Well prepared defence

At first glance it seems unbelievable, that while elephants, tigers and even the strong Asian bears are hiding, these nests of giant honey bees demonstrate their presence over a wide range of sight! One might conclude that these combs are empty, and therefore a colony is a worthless prey? However, the contrary is true: a huge amount of honey, brood, pollen and the protein of the (seasonally) over 70,000 worker bees offers a rewarding prey for uncountable numbers of predators, ranging from human honey hunters, bears and birds, to ants, moths, spiders, wasps and many others. In our respect for this demonstration of strength, power and dauntlessness, we understand Apis dorsata’s message which means (translated into our words): “Look, we are here and we are well prepared to defend and ward off any attack!”

Organisation and evolution

The single comb of Apis dorsata is constructed under a large horizontal branch - or under any horizontal structure including bridges, buildings or rocks: the comb is totally shielded by a multiple layer of worker bees that hang down from the nesting branch and form the so-called curtain (see image at foot of next page). In addition to the bees that are clinging to the branch, the bees are holding each other in chains.

Colony defence by Apis dorsata is a sophisticated, high achievement of honey bee evolution with a long history of gradual improvements.

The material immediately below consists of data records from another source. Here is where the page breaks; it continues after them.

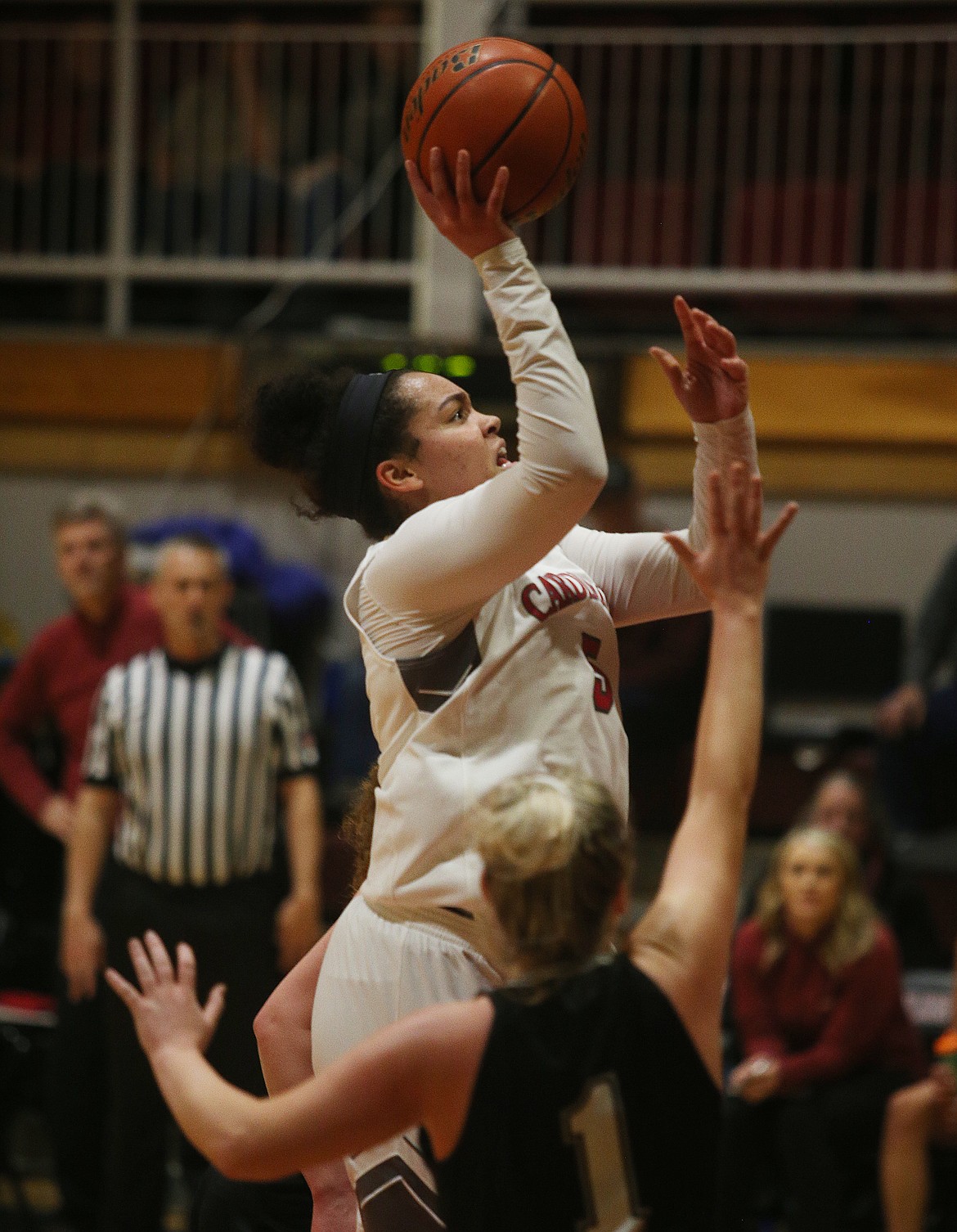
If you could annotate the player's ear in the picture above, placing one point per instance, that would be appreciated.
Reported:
(397, 477)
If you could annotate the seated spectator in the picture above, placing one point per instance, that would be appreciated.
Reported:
(918, 1117)
(815, 993)
(845, 805)
(919, 720)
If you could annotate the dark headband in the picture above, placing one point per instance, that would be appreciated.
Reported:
(350, 441)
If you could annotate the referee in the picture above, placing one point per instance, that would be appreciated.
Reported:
(190, 750)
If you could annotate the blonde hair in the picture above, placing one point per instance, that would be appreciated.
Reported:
(854, 928)
(555, 852)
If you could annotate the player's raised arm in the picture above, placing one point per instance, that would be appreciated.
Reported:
(684, 939)
(491, 533)
(640, 573)
(414, 1072)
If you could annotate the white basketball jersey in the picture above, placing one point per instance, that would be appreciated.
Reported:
(530, 686)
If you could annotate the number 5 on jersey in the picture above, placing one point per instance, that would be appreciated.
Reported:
(603, 695)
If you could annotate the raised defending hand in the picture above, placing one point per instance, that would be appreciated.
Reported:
(472, 226)
(167, 1013)
(713, 384)
(732, 569)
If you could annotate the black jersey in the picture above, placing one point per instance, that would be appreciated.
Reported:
(591, 1112)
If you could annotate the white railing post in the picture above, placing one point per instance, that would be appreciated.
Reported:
(445, 299)
(122, 165)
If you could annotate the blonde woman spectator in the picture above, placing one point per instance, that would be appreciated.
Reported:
(815, 992)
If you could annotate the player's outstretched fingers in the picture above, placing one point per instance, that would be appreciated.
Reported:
(755, 508)
(735, 369)
(496, 197)
(186, 966)
(670, 367)
(770, 538)
(717, 513)
(441, 190)
(465, 195)
(421, 192)
(143, 967)
(124, 991)
(690, 326)
(214, 1007)
(160, 957)
(718, 336)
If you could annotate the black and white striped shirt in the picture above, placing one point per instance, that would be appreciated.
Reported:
(196, 750)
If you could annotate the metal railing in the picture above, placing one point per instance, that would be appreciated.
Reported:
(786, 160)
(781, 160)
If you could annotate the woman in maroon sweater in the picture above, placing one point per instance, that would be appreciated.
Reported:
(815, 995)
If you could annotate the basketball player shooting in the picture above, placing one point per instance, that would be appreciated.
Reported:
(586, 1093)
(487, 618)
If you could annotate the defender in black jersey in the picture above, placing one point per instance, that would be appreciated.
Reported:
(591, 1109)
(584, 1095)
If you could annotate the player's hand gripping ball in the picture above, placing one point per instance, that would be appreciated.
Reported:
(509, 105)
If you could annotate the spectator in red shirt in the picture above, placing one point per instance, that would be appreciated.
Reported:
(815, 996)
(55, 683)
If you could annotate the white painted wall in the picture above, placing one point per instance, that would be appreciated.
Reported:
(851, 553)
(838, 552)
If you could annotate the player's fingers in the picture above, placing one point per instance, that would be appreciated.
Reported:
(143, 967)
(160, 957)
(690, 326)
(438, 177)
(720, 338)
(670, 367)
(124, 991)
(214, 1005)
(680, 548)
(465, 195)
(771, 536)
(735, 369)
(421, 191)
(755, 506)
(496, 197)
(186, 966)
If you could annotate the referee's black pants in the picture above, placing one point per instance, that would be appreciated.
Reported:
(231, 928)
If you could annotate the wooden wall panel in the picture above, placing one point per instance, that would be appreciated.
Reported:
(99, 382)
(829, 426)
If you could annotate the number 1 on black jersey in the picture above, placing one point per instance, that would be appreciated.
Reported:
(595, 1126)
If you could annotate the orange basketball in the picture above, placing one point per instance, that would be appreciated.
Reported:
(508, 104)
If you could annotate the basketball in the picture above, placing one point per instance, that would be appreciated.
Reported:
(508, 104)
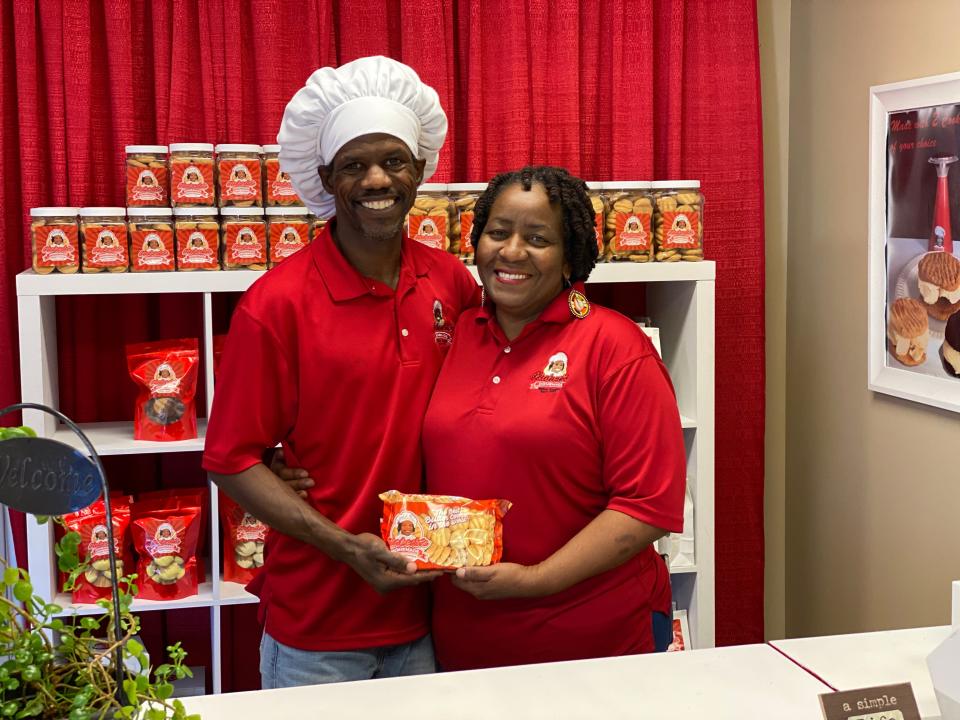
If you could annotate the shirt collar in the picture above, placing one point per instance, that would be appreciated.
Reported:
(557, 312)
(344, 281)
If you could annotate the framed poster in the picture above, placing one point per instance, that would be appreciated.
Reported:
(914, 240)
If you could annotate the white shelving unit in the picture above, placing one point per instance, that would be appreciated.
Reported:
(680, 299)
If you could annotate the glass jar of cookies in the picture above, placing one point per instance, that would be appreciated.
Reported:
(463, 198)
(192, 175)
(278, 189)
(238, 175)
(197, 238)
(288, 232)
(152, 246)
(678, 233)
(429, 218)
(630, 221)
(244, 238)
(147, 178)
(54, 235)
(105, 244)
(598, 199)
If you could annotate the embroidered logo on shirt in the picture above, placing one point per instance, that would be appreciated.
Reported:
(553, 376)
(442, 330)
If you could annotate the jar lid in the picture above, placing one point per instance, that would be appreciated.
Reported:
(239, 148)
(465, 187)
(675, 184)
(232, 212)
(627, 185)
(154, 149)
(191, 212)
(93, 212)
(191, 147)
(53, 212)
(287, 211)
(149, 212)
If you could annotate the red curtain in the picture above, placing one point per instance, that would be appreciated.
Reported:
(611, 89)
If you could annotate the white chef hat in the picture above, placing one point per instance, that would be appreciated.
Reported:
(369, 95)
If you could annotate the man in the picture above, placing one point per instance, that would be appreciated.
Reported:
(334, 355)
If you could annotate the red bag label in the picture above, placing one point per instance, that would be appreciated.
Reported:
(279, 187)
(105, 246)
(632, 232)
(429, 230)
(152, 249)
(192, 181)
(57, 245)
(244, 244)
(146, 186)
(680, 229)
(239, 180)
(198, 248)
(286, 239)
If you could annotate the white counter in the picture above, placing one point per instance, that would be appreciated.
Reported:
(880, 658)
(726, 683)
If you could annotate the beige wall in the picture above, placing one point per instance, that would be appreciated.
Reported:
(773, 20)
(872, 482)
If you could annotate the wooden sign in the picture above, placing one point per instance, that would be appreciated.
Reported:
(884, 702)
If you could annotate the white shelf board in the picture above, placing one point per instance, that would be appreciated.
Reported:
(204, 598)
(646, 272)
(30, 283)
(232, 593)
(116, 438)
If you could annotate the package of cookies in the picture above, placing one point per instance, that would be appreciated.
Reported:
(428, 219)
(54, 235)
(288, 232)
(244, 540)
(463, 199)
(629, 221)
(197, 238)
(443, 532)
(94, 583)
(105, 245)
(192, 175)
(277, 188)
(151, 239)
(238, 175)
(244, 238)
(166, 541)
(598, 199)
(166, 376)
(678, 222)
(148, 182)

The natural evolution of honey bees is fundamentally linked to their ability to defend themselves from predators and honey robbers. We can assume that several million years ago the predecessors of our honey bees were living solitarily, like some solitary bees today. Their survival and further development was based on simple but effective defensive behaviour. Already the key for their survival was based on a remarkable and unique development invention: the stinger, or scientifically, the aculeus. Over an even longer period dating back to the expansion of insects, the ovipositor of females of primitive insects like grasshoppers and other orthopterans gradually changed. These insects used the ovipositor to hide their eggs - for example in the soil.

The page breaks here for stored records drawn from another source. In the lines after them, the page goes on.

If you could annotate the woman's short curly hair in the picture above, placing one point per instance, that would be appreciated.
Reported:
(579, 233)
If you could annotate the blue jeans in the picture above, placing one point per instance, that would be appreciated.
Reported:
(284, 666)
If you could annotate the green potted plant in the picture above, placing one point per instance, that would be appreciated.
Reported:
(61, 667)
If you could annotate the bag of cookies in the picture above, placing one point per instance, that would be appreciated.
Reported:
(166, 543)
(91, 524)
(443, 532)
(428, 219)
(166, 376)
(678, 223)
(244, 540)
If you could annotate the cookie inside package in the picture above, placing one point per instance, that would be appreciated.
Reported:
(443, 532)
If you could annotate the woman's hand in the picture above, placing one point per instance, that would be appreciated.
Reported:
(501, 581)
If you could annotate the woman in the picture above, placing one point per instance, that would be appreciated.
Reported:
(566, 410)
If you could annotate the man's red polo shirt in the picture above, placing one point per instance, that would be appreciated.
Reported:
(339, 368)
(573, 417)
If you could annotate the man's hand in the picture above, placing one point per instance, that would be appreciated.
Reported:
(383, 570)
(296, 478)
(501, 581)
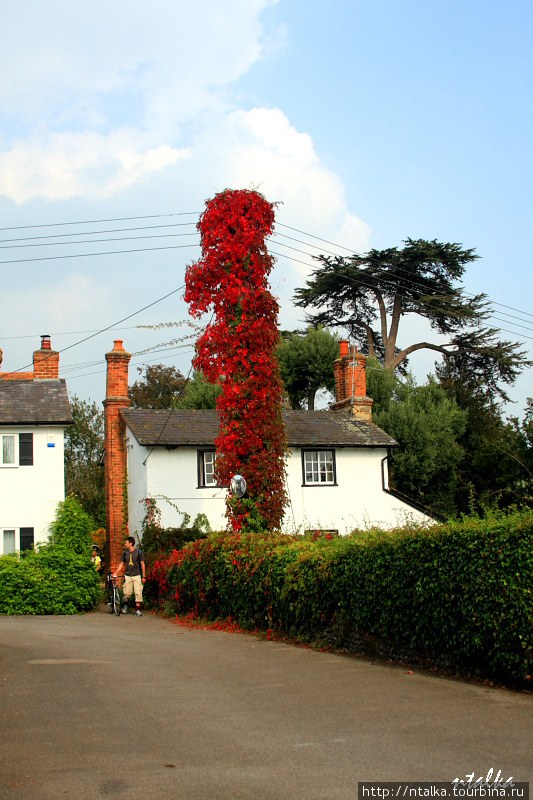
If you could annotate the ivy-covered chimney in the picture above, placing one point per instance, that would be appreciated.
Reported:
(115, 452)
(350, 384)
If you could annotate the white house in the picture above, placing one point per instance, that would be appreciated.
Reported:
(336, 472)
(34, 411)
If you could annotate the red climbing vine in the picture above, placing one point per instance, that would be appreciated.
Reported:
(237, 350)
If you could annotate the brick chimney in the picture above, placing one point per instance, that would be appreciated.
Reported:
(45, 361)
(115, 451)
(350, 384)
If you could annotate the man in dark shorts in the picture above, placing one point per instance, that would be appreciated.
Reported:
(132, 563)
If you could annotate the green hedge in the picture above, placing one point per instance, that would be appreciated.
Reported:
(52, 580)
(462, 592)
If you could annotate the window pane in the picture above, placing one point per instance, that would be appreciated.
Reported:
(209, 469)
(8, 449)
(9, 542)
(26, 449)
(318, 466)
(26, 539)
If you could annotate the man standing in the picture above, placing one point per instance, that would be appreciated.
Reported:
(132, 563)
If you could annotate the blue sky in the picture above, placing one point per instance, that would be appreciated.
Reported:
(369, 122)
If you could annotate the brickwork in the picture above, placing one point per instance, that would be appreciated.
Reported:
(45, 365)
(350, 383)
(115, 451)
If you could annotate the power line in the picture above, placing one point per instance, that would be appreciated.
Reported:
(100, 221)
(299, 261)
(108, 253)
(413, 283)
(362, 255)
(108, 327)
(90, 233)
(94, 241)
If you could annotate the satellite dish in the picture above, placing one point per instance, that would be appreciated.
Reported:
(238, 486)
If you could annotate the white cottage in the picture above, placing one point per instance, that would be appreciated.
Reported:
(336, 474)
(34, 411)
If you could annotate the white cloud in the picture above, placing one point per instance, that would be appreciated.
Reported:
(64, 165)
(261, 149)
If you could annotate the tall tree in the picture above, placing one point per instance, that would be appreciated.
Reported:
(497, 468)
(428, 426)
(369, 294)
(159, 387)
(84, 447)
(306, 363)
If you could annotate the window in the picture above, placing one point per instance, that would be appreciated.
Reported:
(206, 468)
(15, 449)
(26, 539)
(319, 467)
(9, 542)
(26, 449)
(8, 450)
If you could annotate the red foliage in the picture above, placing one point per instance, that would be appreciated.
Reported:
(237, 351)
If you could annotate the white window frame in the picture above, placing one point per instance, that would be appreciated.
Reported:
(15, 532)
(206, 469)
(319, 467)
(9, 464)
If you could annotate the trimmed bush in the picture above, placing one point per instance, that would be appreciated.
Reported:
(59, 577)
(462, 592)
(52, 580)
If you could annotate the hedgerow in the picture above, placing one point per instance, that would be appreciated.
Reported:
(462, 591)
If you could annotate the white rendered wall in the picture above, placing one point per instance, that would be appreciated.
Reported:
(29, 495)
(357, 501)
(171, 478)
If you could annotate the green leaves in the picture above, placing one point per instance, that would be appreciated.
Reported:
(461, 593)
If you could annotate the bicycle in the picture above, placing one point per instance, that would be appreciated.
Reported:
(113, 594)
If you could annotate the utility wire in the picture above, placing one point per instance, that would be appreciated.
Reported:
(299, 261)
(362, 255)
(94, 241)
(420, 302)
(108, 253)
(102, 330)
(100, 221)
(91, 233)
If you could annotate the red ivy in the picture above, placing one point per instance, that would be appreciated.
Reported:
(237, 350)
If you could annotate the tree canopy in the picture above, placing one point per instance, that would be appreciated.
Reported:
(369, 294)
(199, 393)
(159, 387)
(306, 363)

The origin of the honey bee sting dates back to the ovipositor of basic insect groups. The ovipositor of a tropical cricket is shown in the image at the foot of this page.

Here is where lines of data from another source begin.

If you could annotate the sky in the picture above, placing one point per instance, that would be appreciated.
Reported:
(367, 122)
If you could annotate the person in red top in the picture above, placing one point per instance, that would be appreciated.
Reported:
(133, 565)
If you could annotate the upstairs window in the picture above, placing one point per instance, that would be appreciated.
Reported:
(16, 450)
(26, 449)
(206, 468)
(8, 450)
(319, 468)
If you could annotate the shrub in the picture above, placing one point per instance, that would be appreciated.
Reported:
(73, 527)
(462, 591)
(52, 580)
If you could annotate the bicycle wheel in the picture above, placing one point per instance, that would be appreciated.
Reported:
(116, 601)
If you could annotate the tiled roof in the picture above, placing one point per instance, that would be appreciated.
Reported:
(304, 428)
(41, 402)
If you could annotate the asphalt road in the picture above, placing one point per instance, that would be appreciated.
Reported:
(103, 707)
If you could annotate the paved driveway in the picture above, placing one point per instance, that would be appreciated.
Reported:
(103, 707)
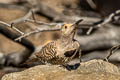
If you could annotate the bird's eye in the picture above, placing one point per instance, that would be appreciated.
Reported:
(65, 27)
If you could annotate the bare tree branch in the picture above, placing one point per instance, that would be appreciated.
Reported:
(12, 27)
(36, 31)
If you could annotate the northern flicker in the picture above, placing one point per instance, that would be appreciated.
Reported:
(61, 51)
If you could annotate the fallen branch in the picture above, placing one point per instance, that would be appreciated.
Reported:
(36, 31)
(12, 27)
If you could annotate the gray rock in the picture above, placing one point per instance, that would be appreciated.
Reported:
(91, 70)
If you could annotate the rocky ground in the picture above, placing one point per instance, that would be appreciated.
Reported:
(91, 70)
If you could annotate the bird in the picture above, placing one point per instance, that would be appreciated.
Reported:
(62, 50)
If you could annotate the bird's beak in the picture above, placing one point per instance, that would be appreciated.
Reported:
(77, 23)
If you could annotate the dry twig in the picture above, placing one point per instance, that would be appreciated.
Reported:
(12, 27)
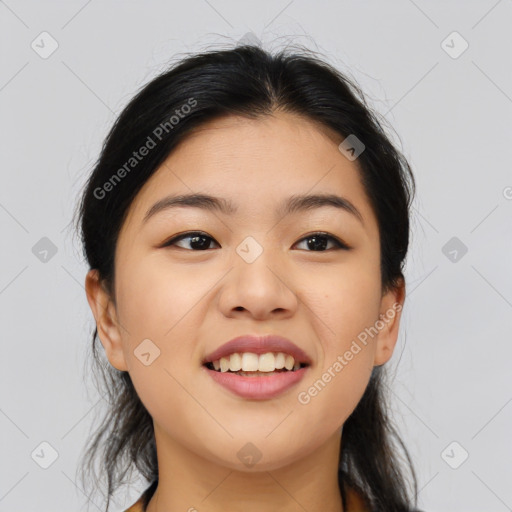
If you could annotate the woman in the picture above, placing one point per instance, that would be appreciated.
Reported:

At one end the ancient development function of egg laying was lost and an effective weapon for defence originated. This stinger laid the base for the development of all hymenopteran societies of today - from social wasps through ants to the numerous social bees.

Cavity protection

Study of the defence situation of bees’ nests reveals a great advantage and its important impact that is rarely fully recognised. Bee species generally nest in cavities and the walls of the cavity offer all around protection. That facilitates defence as it allows the bees to mainly guard the nest entrance. At this opening most intruders or predators are expected - and must be repelled. With further evolution ancestral honey bees gained sociality: colonies became larger and even in those early times - over 70 million years ago, the rules of cost and benefit were valid. This means that ultimately the benefits of any behaviour had to exceed its costs - otherwise the species would go extinct. For example a solitary bee with a small nest can afford only a limited investment in defence. On the other hand the same rule concerns a predator. For a small colony, a small prey, a predator cannot invest too much. This phenomenon is properly named as the arms race of the predator and its prey. Therefore, the large nests of ancestral honey bees were surely targeted by powerful predators and to survive, a heavy investment was needed by the bees to improve their defence. Considering the cavity nesting honey bees of today is helpful and allows us to address a few important achievements out of a large number of more recent adaptations.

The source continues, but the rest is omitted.